Invitations matter don’t they? They carry weight and importance. To be invited to something means you matter and have worth in the eyes of the sender.

Jesus, in his teaching, talks a lot about invitations, and what our attitude should be to them. In telling his parables or stories he makes the point that we should express both humility and generosity. For example, when we are invited to a wedding banquet he says we shouldn’t sit down at the place of honour — i.e. next to the bride and groom — in case someone more important than us has been invited. Instead, we should sit down at the lowest place, so that we may be asked to come and sit closer to the top table. In other words, our attitude must be one of humility. Jesus goes on to tell us that when we throw a dinner party, we shouldn’t only invite our friends, family, or rich neighbours but invite the poor, marginalised, broken, or hurting. In other words, our attitude must also be one of generosity.

One of the pervading attitudes of our culture is that we don’t think that others are deserving of our love and support. We look at the circumstances of others — especially those that fall into the category of poor, marginalised, broken, or hurting — and label them as lazy, negative, self-obsessed, or in need of a good kick up the backside.

But here’s a thing. God sees every second of our lives lived, and experiences it as the present. God does not see us as who we are in the here and now, but who we have been, and, more importantly, who we will become.

The truth is that we do not know what someone else has lived, the pains they have endured, the traumas they have experienced, and the losses they have incurred — all of which have shaped their emotions, their character, their attitudes, their sense of self-worth, their sense of safety and security, and yes, their current circumstances.

I once worked in a prison with young offenders, and when I heard some of their stories of lack of support, lack of a loving family, absent parents, and the abuse and neglect they had suffered, it became abundantly clear that if I had lived their life and experienced their experiences, I would be exactly where they were; I would be the one in prison.

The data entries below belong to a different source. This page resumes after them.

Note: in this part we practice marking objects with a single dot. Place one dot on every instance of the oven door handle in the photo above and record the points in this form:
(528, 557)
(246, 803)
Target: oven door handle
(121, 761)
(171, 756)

There is a proverb we say, “There but for the grace of God go I.” It may come from a mid-sixteenth-century statement by chaplain to the king, John Bradford, who upon seeing a group of prisoners being led to their execution, exclaimed, “There but for the grace of God, goes John Bradford.” In other words, it is a statement of humility, that it is only by God’s grace that we are not living the mistakes, crimes, pain, or suffering of others.

The gospel, or good news of Jesus Christ, is an invitation. It is an invitation to a new life found in Him, and a new way of life inspired by Him. Christians are called to model God’s way of life and extend God’s invitation to all. It is a way of life marked by a combination of both humility and generosity.

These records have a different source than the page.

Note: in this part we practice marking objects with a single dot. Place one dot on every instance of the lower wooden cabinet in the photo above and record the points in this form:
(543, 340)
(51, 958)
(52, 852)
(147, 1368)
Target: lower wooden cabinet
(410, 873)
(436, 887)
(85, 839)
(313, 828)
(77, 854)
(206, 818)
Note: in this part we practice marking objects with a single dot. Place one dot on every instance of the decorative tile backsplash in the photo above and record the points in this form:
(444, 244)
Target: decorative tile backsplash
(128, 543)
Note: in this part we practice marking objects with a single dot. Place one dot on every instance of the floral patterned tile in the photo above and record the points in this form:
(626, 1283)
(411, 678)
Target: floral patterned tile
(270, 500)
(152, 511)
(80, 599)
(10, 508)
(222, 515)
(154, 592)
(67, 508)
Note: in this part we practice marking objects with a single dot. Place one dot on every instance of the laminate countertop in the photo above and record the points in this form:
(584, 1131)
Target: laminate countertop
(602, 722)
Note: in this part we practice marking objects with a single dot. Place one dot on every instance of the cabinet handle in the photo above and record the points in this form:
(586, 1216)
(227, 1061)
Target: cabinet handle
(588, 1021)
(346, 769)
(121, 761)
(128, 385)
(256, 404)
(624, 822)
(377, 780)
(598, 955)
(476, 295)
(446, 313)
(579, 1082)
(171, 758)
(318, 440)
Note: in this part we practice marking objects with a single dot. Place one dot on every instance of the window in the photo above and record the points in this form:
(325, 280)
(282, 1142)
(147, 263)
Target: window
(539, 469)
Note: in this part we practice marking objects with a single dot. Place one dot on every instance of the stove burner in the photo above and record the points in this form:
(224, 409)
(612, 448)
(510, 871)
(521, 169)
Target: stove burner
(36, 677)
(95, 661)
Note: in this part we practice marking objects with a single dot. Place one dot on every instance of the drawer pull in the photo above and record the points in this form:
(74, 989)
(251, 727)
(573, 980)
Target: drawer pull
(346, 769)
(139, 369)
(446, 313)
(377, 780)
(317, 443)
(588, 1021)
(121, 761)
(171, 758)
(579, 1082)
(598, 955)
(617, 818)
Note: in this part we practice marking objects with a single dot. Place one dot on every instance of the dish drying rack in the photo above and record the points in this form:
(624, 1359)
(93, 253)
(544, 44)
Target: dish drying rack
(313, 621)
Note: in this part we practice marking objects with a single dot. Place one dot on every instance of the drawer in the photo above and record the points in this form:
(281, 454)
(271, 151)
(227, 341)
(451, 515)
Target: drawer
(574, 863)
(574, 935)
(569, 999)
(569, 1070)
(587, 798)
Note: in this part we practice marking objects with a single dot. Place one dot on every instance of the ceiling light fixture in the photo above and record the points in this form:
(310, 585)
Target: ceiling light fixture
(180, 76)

A life that experiences the love of God is a life that begins a process of transformation. Christians, as Christ’s ambassadors, are called to be conduits of Christ’s love. As God’s Spirit lives in us, we extend God’s love to others. As we are witnesses to the difference Christ has made in our own lives we become excited by the possibilities of transformation in the lives of others. No matter where someone is in their life journey; no matter what mistakes they have made; no matter what circumstances they find themselves in; there is an open invitation by God to his banquet. There is an invitation with their name printed in bold on the front, and we are the ones to do the inviting.

This week, you will no doubt encounter those that are poor, marginalised, broken, or hurting. Journey with them and extend God’s love to them. Try to see them as the summation of their whole lives, and, importantly, through God’s transforming love, see who they might become in Him.